For the next few weeks, we’ll be talking about Human Spirituality—what it would mean to have a physically, emotionally, and intellectually-appropriate spirituality. (We might have called it “Incarnational” or “Sacramental” Spirituality, but I like “Human.” It’s more accessible, and better able to address anti-humanness.)
Some ways of being “spiritual” are on a collision-course with Christian doctrines of Creation, Incarnation, and Sacrament (which, if you’re not familiar with the theological landscape, are biggies). And, I suspect, as we digest what God is after in “the redemption of humanity,” we’ll see the problem with those ways of being “spiritual.”
In Eden and in the Incarnation, we see true humanity. Body, feelings, ideas, and soul not “cut off” from each other, but reconciled and whole. If we believe that this is God’s end-game, shouldn’t our spirituality work towards that and not against it?
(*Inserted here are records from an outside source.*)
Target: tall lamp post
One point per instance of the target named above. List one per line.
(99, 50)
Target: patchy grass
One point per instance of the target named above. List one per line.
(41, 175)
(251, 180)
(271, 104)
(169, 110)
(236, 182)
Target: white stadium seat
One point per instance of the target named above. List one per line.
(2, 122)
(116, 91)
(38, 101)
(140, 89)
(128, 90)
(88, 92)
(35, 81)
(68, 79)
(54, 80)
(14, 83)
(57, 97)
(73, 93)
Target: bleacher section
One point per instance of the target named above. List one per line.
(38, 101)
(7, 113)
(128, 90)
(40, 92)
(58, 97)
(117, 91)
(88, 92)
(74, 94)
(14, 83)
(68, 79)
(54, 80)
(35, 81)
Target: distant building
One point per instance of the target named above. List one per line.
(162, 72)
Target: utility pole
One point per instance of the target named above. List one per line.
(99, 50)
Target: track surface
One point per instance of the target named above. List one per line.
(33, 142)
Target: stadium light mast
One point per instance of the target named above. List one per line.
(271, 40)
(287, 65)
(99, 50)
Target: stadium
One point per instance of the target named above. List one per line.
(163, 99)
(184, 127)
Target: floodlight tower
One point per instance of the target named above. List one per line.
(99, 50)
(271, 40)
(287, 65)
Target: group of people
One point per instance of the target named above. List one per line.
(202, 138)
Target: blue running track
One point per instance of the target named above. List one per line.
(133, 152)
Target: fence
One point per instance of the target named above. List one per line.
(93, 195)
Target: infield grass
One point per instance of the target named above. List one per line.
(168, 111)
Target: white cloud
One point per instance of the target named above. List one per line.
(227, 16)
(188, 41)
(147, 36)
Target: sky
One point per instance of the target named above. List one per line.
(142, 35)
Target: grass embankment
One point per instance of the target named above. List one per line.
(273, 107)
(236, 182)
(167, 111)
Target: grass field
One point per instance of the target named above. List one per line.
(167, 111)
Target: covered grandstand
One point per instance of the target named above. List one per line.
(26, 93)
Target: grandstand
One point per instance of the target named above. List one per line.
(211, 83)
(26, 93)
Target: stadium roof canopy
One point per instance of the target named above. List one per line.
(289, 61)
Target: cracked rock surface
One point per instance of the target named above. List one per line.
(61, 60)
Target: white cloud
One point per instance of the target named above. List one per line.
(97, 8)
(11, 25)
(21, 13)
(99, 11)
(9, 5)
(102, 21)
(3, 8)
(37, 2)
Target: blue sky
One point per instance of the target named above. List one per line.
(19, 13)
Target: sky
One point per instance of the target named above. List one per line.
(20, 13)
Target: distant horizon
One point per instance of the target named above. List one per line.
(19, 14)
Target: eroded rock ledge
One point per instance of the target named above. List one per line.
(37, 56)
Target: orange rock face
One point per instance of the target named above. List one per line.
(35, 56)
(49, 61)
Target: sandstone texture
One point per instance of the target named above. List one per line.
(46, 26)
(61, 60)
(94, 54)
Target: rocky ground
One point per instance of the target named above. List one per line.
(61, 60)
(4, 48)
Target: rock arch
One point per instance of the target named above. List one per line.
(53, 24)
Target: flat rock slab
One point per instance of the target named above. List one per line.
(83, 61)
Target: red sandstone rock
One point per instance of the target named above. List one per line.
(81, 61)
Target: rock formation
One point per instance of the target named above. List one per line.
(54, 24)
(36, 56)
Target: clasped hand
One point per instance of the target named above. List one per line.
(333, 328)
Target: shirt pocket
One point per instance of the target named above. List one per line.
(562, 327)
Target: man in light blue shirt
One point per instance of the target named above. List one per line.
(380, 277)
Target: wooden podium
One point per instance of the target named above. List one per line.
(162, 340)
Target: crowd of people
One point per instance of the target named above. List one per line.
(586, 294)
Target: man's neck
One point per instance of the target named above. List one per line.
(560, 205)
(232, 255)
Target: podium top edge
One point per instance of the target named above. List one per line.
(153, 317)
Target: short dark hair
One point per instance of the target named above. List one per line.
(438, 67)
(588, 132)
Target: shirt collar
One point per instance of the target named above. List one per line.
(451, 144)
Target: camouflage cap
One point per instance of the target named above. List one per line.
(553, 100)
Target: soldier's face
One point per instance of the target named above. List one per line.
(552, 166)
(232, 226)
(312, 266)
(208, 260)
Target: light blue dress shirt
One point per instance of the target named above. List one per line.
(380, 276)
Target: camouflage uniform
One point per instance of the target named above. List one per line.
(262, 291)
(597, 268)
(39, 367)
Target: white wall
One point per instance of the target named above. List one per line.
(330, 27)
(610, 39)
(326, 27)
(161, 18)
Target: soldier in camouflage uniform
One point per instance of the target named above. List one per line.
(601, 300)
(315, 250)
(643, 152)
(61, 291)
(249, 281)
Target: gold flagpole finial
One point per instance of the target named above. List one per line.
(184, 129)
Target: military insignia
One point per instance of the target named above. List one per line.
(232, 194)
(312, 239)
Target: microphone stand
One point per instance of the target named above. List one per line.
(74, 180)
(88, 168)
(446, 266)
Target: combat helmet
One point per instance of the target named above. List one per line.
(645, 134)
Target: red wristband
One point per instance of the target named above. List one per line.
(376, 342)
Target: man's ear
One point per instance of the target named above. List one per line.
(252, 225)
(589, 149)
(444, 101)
By Dcn. Adam Salter Gosnell
I remember the first time I visited an Anglican church. It was here, actually, at CTR. Rebecca and I went to the 11 o’clock service and we spent nearly the whole time trying to figure out when we were supposed to do what. Afterward, I remember stepping off the curb into the parking lot and I said to Rebecca, “Buddy [don’t judge me, that’s what I call her], I think they think I have a body.”
What an odd thing for a Christian to say, “Buddy, I think they think I have a body.” But it was the stained glass, the bowing, the incense, even the congregational responses. Some church services, I could be at home on my couch with my laptop. But at CTR, there was something radically significant about physically being in the room. Your guys’ “physical” knob is up on 11.
Up until that point (and sometimes since then), I was tempted to think that the physical and the spiritual were radically separate. In fact, I was tempted to think that there was something “spiritual” about rejecting the physical.
But then I thought about Eden. God beheld all he made and he said, “Behold, this is very good.” He made physical stuff. Our having bodies isn’t an accident. That’s by design. I also thought about the Incarnation, God himself taking physical form. We read every Sunday, “born of the virgin Mary.” (Guys, I was in the Delivery Room when my son Joseph was born. And let me tell you, profoundly, profoundly physical.) God himself, crying, burping, pooping. Ten little fingers and toes.
It’s almost like God intends for the physical and the spiritual to overlap. In fact, with Eden in one hand and the Incarnation in the other, it’s mind blowing that I would miss it, but I had. (And, I suspect, many of us have.)
And so the work began. What would it mean for me to imagine a physically-appropriate spirituality?
Well…maybe at the beginning I cross myself when I pray. Maybe sometimes I’d kneel. (He’s King, after all.) Maybe I’d stop bragging about how little sleep I get. Maybe, when my body didn’t do what I wanted it to do, I’d listen to it instead of beating it into submission with copious amounts of caffeine…
As I started to understand, I was convicted. My Christianity had been anti-physical. The problem with being anti-physical is that it’s anti-human. And, to the degree your Christianity is anti-human, it isn’t really Christianity at all.
[“Buddy, I think they think I have a body” is part one of a three-part series on Human Spirituality.]